When Martha-Ann Alito flew her star-spangled banner upside down on the family’s front yard flagpole for a few days in late January 2021, it was the culmination of a nasty neighborhood kerfuffle surrounding the 2020 Biden v. Trump presidential election. Her husband, Justice Samuel Alito, says he had nothing to do with it.

We are long past the era when married women were only mentioned in the press by their husbands’ names, and husbands were assumed to control their wives’ opinions. That hasn’t stopped the left-wing outrage machine from grasping onto his wife’s actions as an excuse to call for Justice Alito to recuse himself from cases involving elections.

The basic facts are simple. It’s the symbolism and judicial ethics that are in question.

As we slog through Biden v. Trump – The Sequel, Mrs. Alito’s inverted flag raising has abruptly become subject to retroactive interpretation. According to the New York Times in a May 16 article, flying a flag in the traditional distress signal position must now be interpreted as a “startling symbol” for the “stop the steal” campaign.
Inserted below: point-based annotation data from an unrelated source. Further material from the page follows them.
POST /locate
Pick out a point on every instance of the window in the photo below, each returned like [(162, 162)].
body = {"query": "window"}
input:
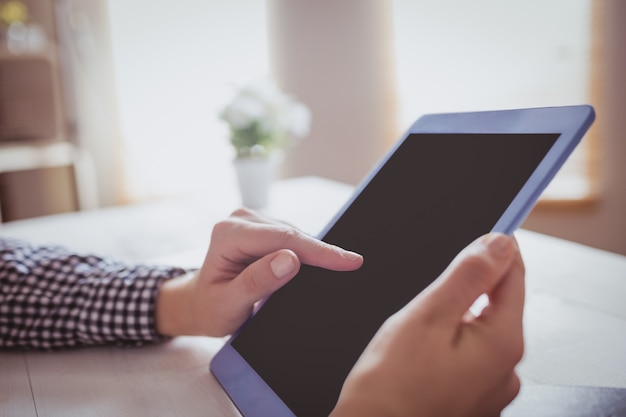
[(175, 65), (489, 54)]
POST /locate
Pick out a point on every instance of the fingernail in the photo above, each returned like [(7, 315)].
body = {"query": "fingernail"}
[(499, 245), (351, 256), (283, 266)]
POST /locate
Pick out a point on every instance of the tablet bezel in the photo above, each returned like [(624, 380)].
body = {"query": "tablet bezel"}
[(247, 389)]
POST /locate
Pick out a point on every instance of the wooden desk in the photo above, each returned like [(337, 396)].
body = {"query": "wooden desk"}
[(575, 318)]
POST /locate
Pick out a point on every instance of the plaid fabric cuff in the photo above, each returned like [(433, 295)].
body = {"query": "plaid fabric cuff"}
[(52, 298)]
The evidence for that claim is nonexistent, according to Kimberly Strassel in a Wall Street Journal column. She writes, “a search of the Factiva news database turns up no articles containing the phrases “stop the steal” and “upside down flag” before the Times report. She calls the attempts of activists over the past several weeks as “so obviously a smear job that it could have the opposite of the intended effect” to cast doubt on the court’s decisions and create fear of chaos going into the 2024 election.

According to the U.S. Flag Code, the symbolism of the upside-down flag is a “signal of dire distress in instances of extreme danger to life or property.” It was used by protesters in the summer of “fiery but mostly peaceful” destruction following George Floyd’s death in 2020 as well as by some of the rioters on Jan. 6 attempting to disrupt the election certification in 2021.

Now, 3½ years later, we have another attempt to interfere with democracy in what appears to be an insurrection-like campaign by progressive media to undermine the legitimacy of the U.S. Supreme Court.

Twice in the last week, national columnists published under the Other Voices label in the Opinion section of this newspaper have been flag-bearers for the disinformation originally promoted by the New York Times and calling Mrs. Alito’s actions grounds for claiming an ethics violation by Justice Alito by hinting at partisan bias in the household.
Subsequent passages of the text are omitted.